I am glad the default for spreadsheets did not deviate from the Rule 34. I am curious if any of my case manager friends would agree with the order requiring TIFF placeholders and renaming the native files.

The past year has seen parties become more detailed in their case management orders regarding electronically stored information. This is a good thing. However, I strongly encourage parties to not deviate from the Federal Rules of Civil Procedure without reason, leverage the search abilities of their review applications, and make sure the case management order helps the case comply with Federal Rule of Civil Procedure Rule 1.

The Empire State Strikes Back (On the Form of Production)

In an insurance dispute over coverage, a Plaintiff sought production of electronically stored information in native file AND TIFF format after the Defendant produced discovery in hard-copy format. The Defendant opposed re-producing in native file format and sought cost-shifting if required to produce natively. Mancino v Fingar Ins. Agency, 2014 N.Y. Misc. LEXIS 30 (N.Y. Misc. 2014).

EmpireStateBuildingNew York law allows the “full disclosure of all matter material and necessary” in a lawsuit. Mancino, at *3 citing CPLR §3101(a).

The Plaintiff sought the ESI in native file format with TIFF images in order to view objective metadata including the author(s), dates of creation, and dates of edits on a key file to know whether an “Activity Report” was changed after the initial creation or the start of the lawsuit.  Mancino, at *7.

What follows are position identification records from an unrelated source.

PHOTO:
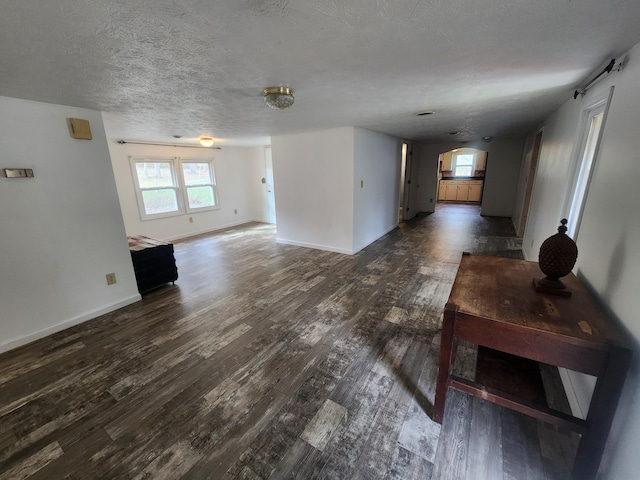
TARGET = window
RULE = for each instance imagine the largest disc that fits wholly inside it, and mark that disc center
(199, 185)
(168, 187)
(463, 164)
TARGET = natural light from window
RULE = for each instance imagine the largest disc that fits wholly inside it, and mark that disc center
(168, 187)
(463, 164)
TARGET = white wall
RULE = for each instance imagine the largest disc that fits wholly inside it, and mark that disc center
(314, 175)
(501, 176)
(238, 173)
(608, 257)
(61, 232)
(376, 187)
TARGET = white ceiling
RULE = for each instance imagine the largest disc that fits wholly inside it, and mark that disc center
(158, 68)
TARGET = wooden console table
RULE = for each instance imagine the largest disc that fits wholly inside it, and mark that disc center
(493, 304)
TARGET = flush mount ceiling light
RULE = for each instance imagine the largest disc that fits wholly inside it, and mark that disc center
(278, 98)
(206, 141)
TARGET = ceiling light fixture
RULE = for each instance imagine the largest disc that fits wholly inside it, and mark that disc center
(278, 98)
(206, 141)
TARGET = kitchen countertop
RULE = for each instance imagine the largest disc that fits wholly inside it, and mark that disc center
(462, 178)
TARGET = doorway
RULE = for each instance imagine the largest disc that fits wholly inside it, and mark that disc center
(535, 156)
(271, 199)
(594, 118)
(461, 176)
(405, 183)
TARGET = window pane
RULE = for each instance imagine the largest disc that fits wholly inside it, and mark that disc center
(155, 174)
(159, 201)
(464, 159)
(463, 171)
(200, 197)
(196, 173)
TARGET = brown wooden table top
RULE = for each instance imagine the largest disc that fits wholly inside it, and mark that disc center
(501, 289)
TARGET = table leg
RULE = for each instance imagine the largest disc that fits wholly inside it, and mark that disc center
(444, 365)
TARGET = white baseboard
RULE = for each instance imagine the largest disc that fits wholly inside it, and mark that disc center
(31, 337)
(185, 235)
(360, 247)
(314, 245)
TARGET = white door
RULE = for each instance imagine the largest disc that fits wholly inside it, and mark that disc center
(271, 199)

The Defendant countered that issues of metadata were “not involved” in the lawsuit and such a production was unnecessary. Id. the Defendant further argued the Plaintiff should have incurred the $3,500 native production costs and that the TIFFing would be a “laborious task.” Mancino, at *8.

Judge Rakower quickly listed the Zubulake cost-shifting factors (cited in U.S. Bank Nat. Ass’n v. GreenPoint Mortgage Funding, Inc., 94 A.D. 3d 58, 63-64 [1st Dept 2012]) and held that cost-shifting was not justified and that the producing party was to pay their own production costs. The Court clearly ordered the production of the ESI in both native file format with TIFFs. Mancino, at *8-9.

Bow Tie Thoughts

State court litigation is often overlooked by eDiscovery commentators.  Mancino is a very good reminder that over 90% of litigation in this country is in state court about regular people. The Plaintiffs in this case had their home burglarized and the resulting litigation was over coverage to recover stolen property. The key discovery focused on a file over who changed what and when on an insurance document. Few examples better highlight the need for metadata.

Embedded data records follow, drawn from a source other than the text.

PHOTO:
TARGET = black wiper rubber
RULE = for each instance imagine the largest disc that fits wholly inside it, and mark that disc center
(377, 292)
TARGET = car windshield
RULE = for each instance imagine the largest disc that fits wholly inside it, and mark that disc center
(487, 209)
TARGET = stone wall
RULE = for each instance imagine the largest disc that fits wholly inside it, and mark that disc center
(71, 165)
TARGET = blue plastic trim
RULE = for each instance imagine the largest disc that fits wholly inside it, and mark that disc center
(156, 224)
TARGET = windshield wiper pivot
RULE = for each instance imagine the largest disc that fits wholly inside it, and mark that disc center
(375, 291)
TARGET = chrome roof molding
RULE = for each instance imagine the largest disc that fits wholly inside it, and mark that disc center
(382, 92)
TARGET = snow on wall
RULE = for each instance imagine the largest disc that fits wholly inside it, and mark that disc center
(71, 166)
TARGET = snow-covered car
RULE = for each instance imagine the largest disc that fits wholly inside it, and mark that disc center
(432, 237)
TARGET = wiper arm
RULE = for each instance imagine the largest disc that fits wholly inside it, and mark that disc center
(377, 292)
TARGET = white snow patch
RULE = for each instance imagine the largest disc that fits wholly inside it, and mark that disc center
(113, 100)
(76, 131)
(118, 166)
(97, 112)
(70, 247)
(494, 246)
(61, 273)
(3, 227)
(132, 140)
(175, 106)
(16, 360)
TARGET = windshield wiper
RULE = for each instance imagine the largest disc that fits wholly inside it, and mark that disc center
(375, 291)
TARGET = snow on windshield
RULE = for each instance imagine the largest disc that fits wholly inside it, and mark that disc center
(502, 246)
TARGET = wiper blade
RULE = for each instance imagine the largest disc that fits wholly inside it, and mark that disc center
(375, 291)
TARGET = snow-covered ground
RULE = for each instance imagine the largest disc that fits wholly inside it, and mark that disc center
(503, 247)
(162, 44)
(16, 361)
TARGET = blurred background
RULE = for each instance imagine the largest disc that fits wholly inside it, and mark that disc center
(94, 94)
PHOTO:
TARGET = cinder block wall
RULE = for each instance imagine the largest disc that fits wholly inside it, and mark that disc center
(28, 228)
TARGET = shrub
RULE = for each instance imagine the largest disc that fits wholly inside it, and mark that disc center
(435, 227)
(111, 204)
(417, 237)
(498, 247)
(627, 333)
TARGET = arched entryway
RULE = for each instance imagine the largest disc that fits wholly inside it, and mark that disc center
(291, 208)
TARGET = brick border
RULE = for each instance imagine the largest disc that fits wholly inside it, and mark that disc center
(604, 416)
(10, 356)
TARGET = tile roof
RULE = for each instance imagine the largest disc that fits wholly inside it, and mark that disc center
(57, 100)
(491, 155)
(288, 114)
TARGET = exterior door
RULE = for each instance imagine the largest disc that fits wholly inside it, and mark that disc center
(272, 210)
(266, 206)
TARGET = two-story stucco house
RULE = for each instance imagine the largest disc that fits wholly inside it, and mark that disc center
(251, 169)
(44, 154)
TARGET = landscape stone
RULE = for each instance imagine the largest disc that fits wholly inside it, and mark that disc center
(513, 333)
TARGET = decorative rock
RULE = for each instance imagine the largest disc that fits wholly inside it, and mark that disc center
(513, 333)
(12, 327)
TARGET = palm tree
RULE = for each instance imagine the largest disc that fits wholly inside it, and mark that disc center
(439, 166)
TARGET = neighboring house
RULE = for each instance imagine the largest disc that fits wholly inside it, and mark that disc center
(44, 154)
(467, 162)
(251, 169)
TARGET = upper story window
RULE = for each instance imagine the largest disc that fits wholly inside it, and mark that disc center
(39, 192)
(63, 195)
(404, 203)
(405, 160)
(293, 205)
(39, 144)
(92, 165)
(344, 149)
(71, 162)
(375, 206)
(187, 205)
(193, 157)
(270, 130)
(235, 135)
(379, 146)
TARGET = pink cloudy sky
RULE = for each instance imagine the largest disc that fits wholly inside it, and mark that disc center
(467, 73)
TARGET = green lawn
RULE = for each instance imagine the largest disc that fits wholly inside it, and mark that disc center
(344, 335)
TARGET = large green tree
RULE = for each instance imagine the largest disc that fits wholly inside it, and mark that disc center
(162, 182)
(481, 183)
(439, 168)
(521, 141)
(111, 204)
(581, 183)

One big difference between this case and Federal Court is that a producing party need only produce in one form. A producing party would have to produce in native file format or with TIFF and metadata, not both. That being said, a production cost of $3,500 on a case of this size might be on the high side (it is unclear how many computers were at issue, number of hours spent, cost of production media, etc). Moreover, most processing software could do such a production with a few keystrokes (and I would bet at a lower cost then argued to the Court, depending on the volume of data to be collected pertaining to one insured party and other relevant files). There are of course other factors that could drive up costs, but I would need more information to understand why there was a $3,500 production cost estimate for the specific discovery sought.